We went deep, deep down into the systems guts and after three hours we found a problem. The internal DNS system was responding slow; too slow. Requests took one second to complete, on average, and this caused the socket library to block while waiting for an answer every time it wanted to communicate with another system. This, it turned out, slowed down almost everything.
The software engineers knew what to do immediately: at those places where the DNS was time-critical, replace all host names with IP addresses. And that we did. While we worked the VPN connection kept failing, but we fixed the problem. It was eight o’clock PM. I took a drink and went to sleep.
Hell breaks loose
Next morning, on a beautiful Sunday, the project manager sent me another text message: the system spet out incomplete data. Again, I launched myself towards my laptop, and gazed at our monitoring system: nine of 13 services were gone. Dead. Red flags all over. And not a single message on my phone. Oh dear, oh dear.
My first reflex was to try to login to one of these systems that hosted one or more of these dead services. But the VPN did not connect. Trying…. connecting…. no luck.
Again I called all hands on deck. But this time, I couldn’t do nothing else. I had to wait for the VPN access to get fixed first. After three hours the problem was found and fixed. The LDAP service failed and hence authentication could not proceed properly. Rebooting the LDAP service brought everything online again.
Saved
Everything? Yes everything. Also the nine dead services were running happily. There was no need for me to login or even connect to the VPN. Even the response times were better. The previously unsatisfying 95% percentile was now down to 350ms. Much more what I expected.
What happened?
LDAP can back a DNS service and so it did here. For a still unknown reason it became slower and slower until it eventually collapsed completely. Since DNS is really a fundamental systems component, its malfunctioning affects almost all other services. VPN went down. Nine of our services went down. The only four remaining were the ones we poked the IP addresses in the day before. Did you wonder why we did not get notifications before the project manager texted me? Because e-mail and messaging services were also down. There is almost nothing that works without DNS.
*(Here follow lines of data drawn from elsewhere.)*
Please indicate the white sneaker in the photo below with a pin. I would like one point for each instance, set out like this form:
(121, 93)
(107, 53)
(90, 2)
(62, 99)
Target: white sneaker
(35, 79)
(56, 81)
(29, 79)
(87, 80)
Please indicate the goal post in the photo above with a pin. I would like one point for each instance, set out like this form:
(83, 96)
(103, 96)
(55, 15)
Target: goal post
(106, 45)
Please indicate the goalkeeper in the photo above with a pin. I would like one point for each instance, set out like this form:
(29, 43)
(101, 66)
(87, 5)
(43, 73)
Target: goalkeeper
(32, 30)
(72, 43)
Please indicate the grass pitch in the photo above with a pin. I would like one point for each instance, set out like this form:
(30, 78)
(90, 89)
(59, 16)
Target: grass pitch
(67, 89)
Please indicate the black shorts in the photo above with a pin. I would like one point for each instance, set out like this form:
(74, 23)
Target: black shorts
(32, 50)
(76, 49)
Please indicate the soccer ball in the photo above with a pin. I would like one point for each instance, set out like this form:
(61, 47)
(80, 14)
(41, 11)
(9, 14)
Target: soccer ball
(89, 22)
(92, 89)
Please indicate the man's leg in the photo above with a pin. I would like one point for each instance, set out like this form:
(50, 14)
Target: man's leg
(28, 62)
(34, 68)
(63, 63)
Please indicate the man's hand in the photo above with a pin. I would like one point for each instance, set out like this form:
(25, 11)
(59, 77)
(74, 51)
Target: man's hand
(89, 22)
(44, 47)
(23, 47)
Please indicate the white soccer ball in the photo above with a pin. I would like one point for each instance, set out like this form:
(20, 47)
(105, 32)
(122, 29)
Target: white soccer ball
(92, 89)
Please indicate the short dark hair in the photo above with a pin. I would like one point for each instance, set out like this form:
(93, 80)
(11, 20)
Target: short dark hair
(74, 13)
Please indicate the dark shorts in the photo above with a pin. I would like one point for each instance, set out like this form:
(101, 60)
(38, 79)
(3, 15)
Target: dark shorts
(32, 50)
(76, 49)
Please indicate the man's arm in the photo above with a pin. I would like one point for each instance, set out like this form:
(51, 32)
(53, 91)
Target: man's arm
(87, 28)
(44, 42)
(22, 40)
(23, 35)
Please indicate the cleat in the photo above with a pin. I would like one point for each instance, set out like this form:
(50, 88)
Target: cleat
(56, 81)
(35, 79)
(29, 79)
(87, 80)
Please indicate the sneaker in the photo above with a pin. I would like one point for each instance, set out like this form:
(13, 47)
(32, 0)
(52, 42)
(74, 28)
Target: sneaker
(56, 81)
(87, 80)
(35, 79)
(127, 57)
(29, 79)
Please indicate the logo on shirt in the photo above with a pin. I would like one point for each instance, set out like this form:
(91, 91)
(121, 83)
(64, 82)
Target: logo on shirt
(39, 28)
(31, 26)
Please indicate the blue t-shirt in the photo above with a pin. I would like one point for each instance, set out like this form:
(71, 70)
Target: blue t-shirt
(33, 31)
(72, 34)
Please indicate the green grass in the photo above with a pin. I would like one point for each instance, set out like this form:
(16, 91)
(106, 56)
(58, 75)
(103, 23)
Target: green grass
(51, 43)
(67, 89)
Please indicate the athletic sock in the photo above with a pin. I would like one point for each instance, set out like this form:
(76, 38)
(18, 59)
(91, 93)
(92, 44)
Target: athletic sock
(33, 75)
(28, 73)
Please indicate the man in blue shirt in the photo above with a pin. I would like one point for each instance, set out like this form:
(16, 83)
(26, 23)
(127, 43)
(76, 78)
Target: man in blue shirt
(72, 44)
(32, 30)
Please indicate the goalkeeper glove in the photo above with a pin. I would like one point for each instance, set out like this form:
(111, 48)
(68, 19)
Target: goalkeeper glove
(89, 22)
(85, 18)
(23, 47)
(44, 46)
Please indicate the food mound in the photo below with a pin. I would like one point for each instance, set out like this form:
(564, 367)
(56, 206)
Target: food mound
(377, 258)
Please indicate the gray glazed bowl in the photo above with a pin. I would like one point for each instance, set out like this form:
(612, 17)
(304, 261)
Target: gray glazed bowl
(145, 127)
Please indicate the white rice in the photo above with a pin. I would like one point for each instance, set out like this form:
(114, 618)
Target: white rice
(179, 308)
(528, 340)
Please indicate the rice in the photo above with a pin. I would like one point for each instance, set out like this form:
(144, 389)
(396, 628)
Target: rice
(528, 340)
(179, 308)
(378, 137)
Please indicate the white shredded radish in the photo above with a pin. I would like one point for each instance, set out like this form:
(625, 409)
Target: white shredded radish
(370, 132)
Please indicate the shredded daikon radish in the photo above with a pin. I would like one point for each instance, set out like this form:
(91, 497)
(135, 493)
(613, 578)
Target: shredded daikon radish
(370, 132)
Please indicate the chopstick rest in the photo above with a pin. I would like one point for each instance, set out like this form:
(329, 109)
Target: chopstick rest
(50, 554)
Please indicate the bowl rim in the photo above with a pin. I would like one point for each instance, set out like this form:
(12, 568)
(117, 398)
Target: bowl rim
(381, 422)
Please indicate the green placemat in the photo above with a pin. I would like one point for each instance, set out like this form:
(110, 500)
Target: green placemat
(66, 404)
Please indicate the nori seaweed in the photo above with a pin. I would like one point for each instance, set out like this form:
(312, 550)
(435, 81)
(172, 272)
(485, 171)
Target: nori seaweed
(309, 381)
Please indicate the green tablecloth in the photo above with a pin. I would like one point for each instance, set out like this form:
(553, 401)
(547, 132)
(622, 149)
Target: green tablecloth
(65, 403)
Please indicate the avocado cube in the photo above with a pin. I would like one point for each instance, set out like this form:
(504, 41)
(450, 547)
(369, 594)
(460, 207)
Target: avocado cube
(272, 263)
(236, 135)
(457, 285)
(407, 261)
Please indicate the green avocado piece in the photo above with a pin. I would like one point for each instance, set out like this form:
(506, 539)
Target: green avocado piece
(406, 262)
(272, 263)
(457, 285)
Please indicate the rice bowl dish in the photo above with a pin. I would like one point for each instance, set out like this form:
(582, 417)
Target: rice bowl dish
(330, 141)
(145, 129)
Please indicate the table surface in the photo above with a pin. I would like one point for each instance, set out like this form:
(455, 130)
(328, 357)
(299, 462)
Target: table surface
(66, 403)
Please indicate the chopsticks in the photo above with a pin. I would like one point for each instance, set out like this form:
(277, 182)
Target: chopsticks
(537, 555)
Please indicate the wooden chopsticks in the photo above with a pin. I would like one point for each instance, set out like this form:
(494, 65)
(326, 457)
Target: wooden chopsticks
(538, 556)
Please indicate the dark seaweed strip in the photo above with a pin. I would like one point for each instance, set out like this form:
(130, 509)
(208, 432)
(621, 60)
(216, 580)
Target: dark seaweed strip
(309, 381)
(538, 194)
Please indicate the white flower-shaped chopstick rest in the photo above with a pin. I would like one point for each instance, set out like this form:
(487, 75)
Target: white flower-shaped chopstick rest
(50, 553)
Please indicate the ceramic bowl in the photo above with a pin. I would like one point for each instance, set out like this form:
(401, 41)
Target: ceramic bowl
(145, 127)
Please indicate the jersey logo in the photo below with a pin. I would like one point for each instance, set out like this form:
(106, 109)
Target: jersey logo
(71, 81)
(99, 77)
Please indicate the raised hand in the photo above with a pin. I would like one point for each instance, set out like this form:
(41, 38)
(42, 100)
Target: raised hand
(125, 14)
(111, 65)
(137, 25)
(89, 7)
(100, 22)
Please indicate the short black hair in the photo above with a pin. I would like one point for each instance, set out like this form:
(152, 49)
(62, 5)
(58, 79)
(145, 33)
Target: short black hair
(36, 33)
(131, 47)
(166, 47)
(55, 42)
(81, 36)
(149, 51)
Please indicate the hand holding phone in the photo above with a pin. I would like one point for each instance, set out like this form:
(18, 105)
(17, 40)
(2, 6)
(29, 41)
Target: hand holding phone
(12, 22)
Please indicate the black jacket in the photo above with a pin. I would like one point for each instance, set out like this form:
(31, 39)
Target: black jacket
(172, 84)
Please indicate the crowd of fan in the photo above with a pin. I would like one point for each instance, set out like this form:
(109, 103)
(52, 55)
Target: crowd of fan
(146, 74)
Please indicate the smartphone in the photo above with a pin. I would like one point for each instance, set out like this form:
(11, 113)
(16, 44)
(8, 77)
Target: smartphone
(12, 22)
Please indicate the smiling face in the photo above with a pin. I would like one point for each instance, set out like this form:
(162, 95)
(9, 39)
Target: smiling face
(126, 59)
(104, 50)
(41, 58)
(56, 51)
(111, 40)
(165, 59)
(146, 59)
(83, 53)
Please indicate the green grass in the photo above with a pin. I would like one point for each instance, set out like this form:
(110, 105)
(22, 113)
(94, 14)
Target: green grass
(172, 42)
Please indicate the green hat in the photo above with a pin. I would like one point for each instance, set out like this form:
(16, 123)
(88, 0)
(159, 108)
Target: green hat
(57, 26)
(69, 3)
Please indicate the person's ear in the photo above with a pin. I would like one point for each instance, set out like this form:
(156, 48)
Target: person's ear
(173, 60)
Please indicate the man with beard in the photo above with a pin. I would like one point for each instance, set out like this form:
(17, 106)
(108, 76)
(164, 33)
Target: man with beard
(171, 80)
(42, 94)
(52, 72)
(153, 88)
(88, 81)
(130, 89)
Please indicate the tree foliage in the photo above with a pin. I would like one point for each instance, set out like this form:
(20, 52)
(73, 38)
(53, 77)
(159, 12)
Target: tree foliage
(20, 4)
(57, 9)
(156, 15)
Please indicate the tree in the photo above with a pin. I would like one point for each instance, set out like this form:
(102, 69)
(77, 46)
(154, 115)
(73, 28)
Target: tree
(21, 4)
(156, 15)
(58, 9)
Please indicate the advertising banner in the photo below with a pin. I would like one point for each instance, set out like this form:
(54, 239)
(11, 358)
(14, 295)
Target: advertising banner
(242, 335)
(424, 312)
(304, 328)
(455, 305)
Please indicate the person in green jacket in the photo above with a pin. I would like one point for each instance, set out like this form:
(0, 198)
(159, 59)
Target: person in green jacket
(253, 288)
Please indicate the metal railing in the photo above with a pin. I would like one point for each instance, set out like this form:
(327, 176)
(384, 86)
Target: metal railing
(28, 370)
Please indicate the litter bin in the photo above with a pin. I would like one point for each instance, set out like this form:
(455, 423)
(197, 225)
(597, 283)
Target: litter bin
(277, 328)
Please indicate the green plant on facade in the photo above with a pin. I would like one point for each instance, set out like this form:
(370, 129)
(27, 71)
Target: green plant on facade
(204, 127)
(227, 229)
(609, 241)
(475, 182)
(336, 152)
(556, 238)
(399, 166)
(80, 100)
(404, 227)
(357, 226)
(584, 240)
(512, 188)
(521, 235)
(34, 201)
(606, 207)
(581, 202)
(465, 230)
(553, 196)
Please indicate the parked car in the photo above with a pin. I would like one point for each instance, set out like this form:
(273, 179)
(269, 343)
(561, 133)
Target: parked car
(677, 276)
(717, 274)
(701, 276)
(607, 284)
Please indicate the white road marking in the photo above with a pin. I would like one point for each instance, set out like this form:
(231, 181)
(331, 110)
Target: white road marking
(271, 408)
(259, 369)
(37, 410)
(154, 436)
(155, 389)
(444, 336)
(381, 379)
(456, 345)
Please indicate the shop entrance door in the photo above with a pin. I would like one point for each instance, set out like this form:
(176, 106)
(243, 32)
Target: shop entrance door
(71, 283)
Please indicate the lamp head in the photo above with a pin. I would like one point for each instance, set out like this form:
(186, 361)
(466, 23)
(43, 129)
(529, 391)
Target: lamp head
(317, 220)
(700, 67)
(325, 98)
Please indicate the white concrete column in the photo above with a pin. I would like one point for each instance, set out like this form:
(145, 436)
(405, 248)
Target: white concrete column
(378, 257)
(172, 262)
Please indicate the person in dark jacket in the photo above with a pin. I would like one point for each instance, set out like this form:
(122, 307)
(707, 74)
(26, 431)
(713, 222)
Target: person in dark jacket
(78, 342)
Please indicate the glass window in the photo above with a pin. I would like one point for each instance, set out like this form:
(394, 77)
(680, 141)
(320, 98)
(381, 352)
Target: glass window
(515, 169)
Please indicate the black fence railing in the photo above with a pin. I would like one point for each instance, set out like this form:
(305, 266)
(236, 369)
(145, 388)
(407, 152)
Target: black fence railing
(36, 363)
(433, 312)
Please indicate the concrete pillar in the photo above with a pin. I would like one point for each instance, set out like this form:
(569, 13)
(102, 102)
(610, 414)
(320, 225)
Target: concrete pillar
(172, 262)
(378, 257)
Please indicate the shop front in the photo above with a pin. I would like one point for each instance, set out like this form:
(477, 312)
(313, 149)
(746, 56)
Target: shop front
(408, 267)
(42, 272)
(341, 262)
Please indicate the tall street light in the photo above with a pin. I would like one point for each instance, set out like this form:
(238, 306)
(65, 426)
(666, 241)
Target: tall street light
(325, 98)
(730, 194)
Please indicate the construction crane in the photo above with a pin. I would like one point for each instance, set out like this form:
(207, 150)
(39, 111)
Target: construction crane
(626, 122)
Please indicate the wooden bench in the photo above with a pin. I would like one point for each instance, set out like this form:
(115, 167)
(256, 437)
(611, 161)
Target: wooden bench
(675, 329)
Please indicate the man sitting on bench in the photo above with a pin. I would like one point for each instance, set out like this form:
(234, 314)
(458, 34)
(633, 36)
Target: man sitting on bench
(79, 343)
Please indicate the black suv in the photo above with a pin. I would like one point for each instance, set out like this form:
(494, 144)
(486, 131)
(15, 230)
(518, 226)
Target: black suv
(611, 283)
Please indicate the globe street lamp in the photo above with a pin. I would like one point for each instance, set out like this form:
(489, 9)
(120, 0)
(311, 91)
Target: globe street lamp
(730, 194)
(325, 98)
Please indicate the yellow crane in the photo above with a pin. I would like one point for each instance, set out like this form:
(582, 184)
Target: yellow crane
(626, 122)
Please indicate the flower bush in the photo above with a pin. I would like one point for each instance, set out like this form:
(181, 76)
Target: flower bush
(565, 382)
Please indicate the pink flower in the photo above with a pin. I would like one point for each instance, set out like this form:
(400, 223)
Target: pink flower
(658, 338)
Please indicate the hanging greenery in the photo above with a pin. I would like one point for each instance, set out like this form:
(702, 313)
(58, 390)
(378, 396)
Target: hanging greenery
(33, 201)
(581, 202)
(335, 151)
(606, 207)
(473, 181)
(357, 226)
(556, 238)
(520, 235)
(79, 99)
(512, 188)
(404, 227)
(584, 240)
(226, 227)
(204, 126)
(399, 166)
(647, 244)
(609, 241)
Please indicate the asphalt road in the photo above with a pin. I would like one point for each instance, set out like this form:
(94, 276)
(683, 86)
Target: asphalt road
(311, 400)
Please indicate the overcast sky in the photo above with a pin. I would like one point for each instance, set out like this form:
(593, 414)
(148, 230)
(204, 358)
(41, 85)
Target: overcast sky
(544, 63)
What do I take away from this story? First of all, there is the obvious single point of failure: the DNS services. While it is not in my capacity to fix that, we did fix the dependency on it. However, this has its limitations. Using IP addresses instead of host names limits load balancing and name-based routing. So in the end, every system needs a reliable DNS. But this is not the most powerful lesson to take away.
What did I learn?
The must fundamental and most potent lesson I have learned, or in fact re-learned is: if you see something strange, investigate! It is clear from this story that there were early warnings that could have prevented disaster. First, the VPN connections were slow and failed often. Second, we felt that the performance could be better. We ignored both signals for considerable time. Both signals clearly hinted at the same problem.
The most powerful lesson
Now this is not a new lesson. If fact, almost everyone who has some experience in systems maintenance already knows this. So what I am actually learning is how difficult it can be to apply what you know to be good. Circumstances, context, people dynamics, pressure and even personal well-being and fitness are strong forces that influence people’s ability to sense the often small signals and act on it. You can’t ignore these forces by stating that people must act ‘professional’. Both sensing and acting are crucial human activities that only happen when the circumstances are right. No matter how obvious and well-known a rule can be; applying it consistently is a whole different ball-game.